“Have to do my fourteen miles before lunch,” he said. “You haven’t seen Manning about, have you?”
“He isn’t here,” said Mr. Britling, and it seemed to Mr. Direck that there was the faintest ambiguity in this reply.
“Have to go alone, then,” said Colonel Rendezvous. “They told me that he had started to come here.”
“I shall motor over to Bramley High Oak for your Boy Scout festival,” said Mr. Britling.
“Going to have three thousand of ’em,” said the Colonel. “Good show.”
His steely eyes seemed to search the cover of Mr. Britling’s garden for the missing Manning, and then he decided to give him up. “I must be going,” he said. “So long. Come up!”
A well-disciplined dog came to heel, and the lean figure had given Mr. Direck a semi-military salutation and gone upon its way. It marched with a long elastic stride; it never looked back.
“Manning,” said Mr. Britling, “is probably hiding up in my rose garden.”
“Curiously enough, I guessed from your manner that that might be the case,” said Mr. Direck.
“Yes. Manning is a London journalist. He has a little cottage about a mile over there”—Mr. Britling pointed vaguely—“and he comes down for the week-ends. And Rendezvous has found out he isn’t fit. And everybody ought to be fit. That is the beginning and end of life for Rendezvous. Fitness. An almost mineral quality, an insatiable activity of body, great mental simplicity. So he takes possession of poor old Manning and trots him for that fourteen miles—at four miles an hour. Manning goes through all the agonies of death and damnation, he half dissolves, he pants and drags for the first eight or ten miles, and then I must admit he rather justifies Rendezvous’ theory. He is to be found in the afternoon in a hammock suffering from blistered feet, but otherwise unusually well. But if he can escape it, he does. He hides.”

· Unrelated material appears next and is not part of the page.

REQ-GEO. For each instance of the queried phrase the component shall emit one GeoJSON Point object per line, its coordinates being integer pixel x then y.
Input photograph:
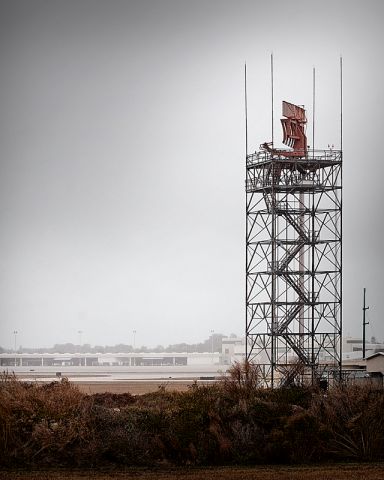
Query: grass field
{"type": "Point", "coordinates": [316, 472]}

“But if he doesn’t want to go with Rendezvous, why does he?” said Mr. Direck.
“Well, Rendezvous is accustomed to the command of men. And Manning’s only way of refusing things is on printed forms. Which he doesn’t bring down to Matching’s Easy. Ah! behold!”
Far away across the lawn between two blue cedars there appeared a leisurely form in grey flannels and a loose tie, advancing with manifest circumspection.
“He’s gone,” cried Britling.
The leisurely form, obviously amiable, obviously a little out of condition, became more confident, drew nearer.
“I’m sorry to have missed him,” he said cheerfully. “I thought he might come this way. It’s going to be a very warm day indeed. Let us sit about somewhere and talk.
“Of course,” he said, turning to Direck, “Rendezvous is the life and soul of the country.”